Review by Eric Hillis
Directed by: Mary Bronstein
Starring: Rose Byrne, ASAP Rocky, Conan O'Brien, Danielle Macdonald, Christian Slater

If I Had Legs I'd Kick You, writer/director Mary Bronstein's first feature since her 2008 debut Yeast, is centred on the rather over-played trope of the therapist whose own life is a bigger mess than those of their patients. But Bronstein approaches this notion in an unexpected manner, her film's chaotic energy closer to the work of the Safdie brothers than something like The Son's Room, the gold standard of this particular plotline.

Best known for supporting turns in comedies and headlining streaming shows that nobody watches, Rose Byrne gets a chance to shine in the lead role of Linda, a therapist whose own life is a bigger mess than those of her clients. With her husband Charles (Christian Slater) away on an extended work trip, Linda is left to care for their young daughter (Delaney Quinn), who suffers from an eating disorder that requires her to be fed through a tube. When the ceiling in their home collapses and the house is flooded, Linda and her kid (who remains unnamed and unseen throughout) relocate to a nearby motel.
Byrne recently played a similarly harangued woman in the currently unreleased Tow. I took issue with that film's refusal to acknowledge just how awful Byrne's character was, because that movie seemed to be resolutely on her side. Bronstein's film conversely wants us to sympathise with Linda, and we do, but it's also aware that she may be correct in her insistence to others that she wasn't meant to be a mother. Each night, Linda leaves her daughter alone in the motel room while she drinks wine and gets stoned in the parking lot. There are tense moments as we watch her replace the kid's tube with her unsteady hands. She stubbornly refuses help from James (ASAP Rocky), a friendly young stoner who lives in the next room, but she insists on probing a fellow colleague (Conan O'Brien) for answers when he's clearly uncomfortable with the idea of taking on a co-worker as a patient. Some of Linda's behaviour might see her labelled a "Karen", and her relationship with the medical professionals caring for her daughter veers uncomfortably close to anti-vax territory.

Unlike Tow, which asks us to cheer along with the awful character Byrne portrays there, Linda's lowest points here are designed to make us feel mortified on her behalf. She may not be a great mother, but Charles certainly isn't going to win any father of the year awards, and though we only hear his voice for much of his performance, Slater plays one of the villains of the year.
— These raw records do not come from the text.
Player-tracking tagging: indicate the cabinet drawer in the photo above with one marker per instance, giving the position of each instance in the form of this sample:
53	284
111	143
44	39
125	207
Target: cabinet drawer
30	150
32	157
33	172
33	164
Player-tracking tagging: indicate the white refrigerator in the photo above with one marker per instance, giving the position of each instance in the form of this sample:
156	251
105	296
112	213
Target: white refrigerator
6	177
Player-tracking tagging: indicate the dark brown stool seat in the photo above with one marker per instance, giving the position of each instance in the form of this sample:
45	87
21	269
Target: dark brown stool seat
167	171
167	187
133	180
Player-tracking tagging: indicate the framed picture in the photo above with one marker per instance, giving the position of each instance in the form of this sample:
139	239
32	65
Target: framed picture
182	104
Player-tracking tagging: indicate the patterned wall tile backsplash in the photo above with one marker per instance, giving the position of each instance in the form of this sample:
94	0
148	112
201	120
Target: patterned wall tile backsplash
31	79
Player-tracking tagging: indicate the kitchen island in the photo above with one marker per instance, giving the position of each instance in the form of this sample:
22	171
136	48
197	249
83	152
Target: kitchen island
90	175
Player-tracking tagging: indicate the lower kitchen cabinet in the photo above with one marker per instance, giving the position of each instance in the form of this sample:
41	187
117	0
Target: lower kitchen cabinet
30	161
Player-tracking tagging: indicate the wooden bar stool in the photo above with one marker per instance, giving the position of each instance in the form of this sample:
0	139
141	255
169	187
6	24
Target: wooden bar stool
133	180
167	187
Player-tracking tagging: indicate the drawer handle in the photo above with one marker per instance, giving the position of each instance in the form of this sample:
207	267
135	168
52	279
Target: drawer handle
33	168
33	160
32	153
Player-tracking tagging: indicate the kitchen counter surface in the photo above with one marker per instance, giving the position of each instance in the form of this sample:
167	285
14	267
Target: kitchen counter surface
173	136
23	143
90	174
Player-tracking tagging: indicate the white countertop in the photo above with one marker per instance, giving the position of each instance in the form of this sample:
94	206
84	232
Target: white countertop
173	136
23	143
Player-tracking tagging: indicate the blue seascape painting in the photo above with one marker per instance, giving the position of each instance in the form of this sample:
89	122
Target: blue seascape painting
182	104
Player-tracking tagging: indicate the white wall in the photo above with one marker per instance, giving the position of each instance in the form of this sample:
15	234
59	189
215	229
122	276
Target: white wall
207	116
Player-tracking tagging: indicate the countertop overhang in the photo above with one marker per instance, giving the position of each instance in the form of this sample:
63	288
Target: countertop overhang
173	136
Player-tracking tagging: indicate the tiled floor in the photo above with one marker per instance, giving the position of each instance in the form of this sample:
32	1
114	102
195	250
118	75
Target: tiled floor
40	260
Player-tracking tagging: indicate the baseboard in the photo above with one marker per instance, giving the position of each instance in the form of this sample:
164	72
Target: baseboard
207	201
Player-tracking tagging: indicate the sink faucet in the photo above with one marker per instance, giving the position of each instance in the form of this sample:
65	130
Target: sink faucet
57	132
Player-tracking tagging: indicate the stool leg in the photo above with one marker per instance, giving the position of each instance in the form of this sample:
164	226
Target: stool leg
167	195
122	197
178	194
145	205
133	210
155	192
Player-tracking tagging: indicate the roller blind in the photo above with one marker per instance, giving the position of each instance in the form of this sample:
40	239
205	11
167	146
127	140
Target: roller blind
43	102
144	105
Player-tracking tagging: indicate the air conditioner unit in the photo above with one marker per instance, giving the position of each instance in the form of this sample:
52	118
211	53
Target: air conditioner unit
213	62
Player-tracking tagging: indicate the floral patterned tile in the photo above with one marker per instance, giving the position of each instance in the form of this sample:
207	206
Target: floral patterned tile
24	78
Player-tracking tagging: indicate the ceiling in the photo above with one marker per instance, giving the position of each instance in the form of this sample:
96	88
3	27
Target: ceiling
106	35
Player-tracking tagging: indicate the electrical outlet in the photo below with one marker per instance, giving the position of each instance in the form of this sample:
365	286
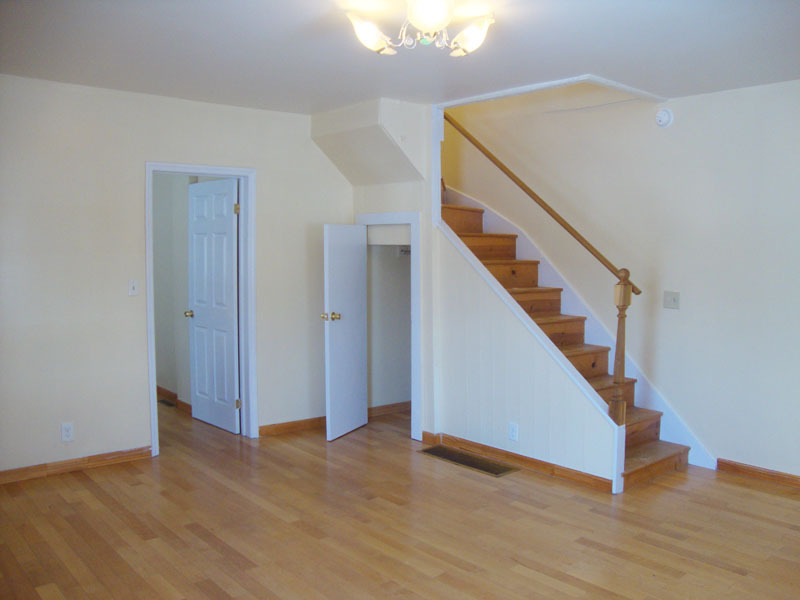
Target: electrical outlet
513	431
672	300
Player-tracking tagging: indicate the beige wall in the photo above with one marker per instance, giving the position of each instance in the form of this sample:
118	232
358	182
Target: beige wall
72	195
707	207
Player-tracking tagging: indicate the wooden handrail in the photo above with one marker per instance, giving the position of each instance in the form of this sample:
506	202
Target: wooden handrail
536	198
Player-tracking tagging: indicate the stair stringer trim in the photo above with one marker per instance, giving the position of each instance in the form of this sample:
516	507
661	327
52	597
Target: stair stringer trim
613	458
673	427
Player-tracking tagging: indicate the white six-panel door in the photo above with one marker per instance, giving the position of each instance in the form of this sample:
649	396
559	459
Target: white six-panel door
346	328
213	298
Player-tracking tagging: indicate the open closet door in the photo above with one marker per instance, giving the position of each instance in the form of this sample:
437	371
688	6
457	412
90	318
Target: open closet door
345	328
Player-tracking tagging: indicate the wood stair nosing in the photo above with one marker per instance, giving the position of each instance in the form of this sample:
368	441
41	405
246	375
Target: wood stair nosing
563	330
463	219
514	272
650	459
642	425
460	208
605	386
590	360
491	245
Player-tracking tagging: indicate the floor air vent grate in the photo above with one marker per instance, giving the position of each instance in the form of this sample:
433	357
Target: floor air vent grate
467	459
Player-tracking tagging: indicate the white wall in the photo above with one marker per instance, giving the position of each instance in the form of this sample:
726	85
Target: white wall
72	196
170	272
707	207
388	325
496	367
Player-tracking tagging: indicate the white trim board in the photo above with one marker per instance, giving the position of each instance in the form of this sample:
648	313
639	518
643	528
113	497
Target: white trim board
597	403
547	85
413	220
247	313
673	427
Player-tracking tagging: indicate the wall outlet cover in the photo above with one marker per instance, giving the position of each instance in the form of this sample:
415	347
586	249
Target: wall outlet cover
672	300
513	432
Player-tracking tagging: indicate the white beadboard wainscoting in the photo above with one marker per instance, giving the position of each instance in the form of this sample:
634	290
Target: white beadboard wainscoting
497	367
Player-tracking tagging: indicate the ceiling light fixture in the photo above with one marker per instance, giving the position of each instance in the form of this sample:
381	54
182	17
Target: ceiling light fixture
426	24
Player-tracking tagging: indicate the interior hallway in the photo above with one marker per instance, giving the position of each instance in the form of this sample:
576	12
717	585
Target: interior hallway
367	516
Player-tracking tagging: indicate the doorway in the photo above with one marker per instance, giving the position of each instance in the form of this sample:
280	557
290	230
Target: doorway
172	282
388	324
347	392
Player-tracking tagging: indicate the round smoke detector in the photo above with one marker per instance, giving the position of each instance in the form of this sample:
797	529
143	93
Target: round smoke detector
664	117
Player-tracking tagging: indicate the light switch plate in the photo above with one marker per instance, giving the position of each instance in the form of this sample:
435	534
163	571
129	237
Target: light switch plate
672	300
513	431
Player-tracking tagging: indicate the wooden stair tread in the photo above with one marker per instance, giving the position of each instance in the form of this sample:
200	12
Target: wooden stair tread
603	382
534	290
464	208
645	455
579	349
636	414
548	319
509	261
489	235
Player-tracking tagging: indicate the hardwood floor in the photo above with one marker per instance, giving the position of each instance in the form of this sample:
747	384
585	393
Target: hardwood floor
217	516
Keeping her husband offscreen accentuates the idea that Linda is alone, though she has built a wall around herself to dissuade anyone who might wish to help her. The choice to keep her daughter unseen eventually pays off, but it's a storytelling decision that causes a lot of unnecessary distraction (were it not for an early moment where someone else speaks with Linda's daughter, you might begin to wonder if Bronstein is setting up a Shyamalan-esque twist). I'm not sure the film's psychedelic diversions fit the tone of the drama, with Linda frequently hallucinating lights dancing around the hole in the ceiling, a visual parallel to the hole in her child's stomach.

Bronstein adds a lot of stylistic flourishes, and whether they enhance or distract from the drama is up for debate. The strength of Byrne's central turn renders any such garnish unnecessary, as everything that needs to be communicated here plays out on the Australian star's face. That face is often seen in close-ups, and Byrne plays the part like a woman aware she's being filmed at her lowest point by a camera circling like a vulture, one she doesn't have the strength to swat away. Special mention must also go to Rocky, whose likeable turn as Linda's well-meaning neighbour might be the most convincing performance by a rapper since Tupac in Gridlock'd.

If I Had Legs I'd Kick You is in UK/ROI cinemas from February 20th.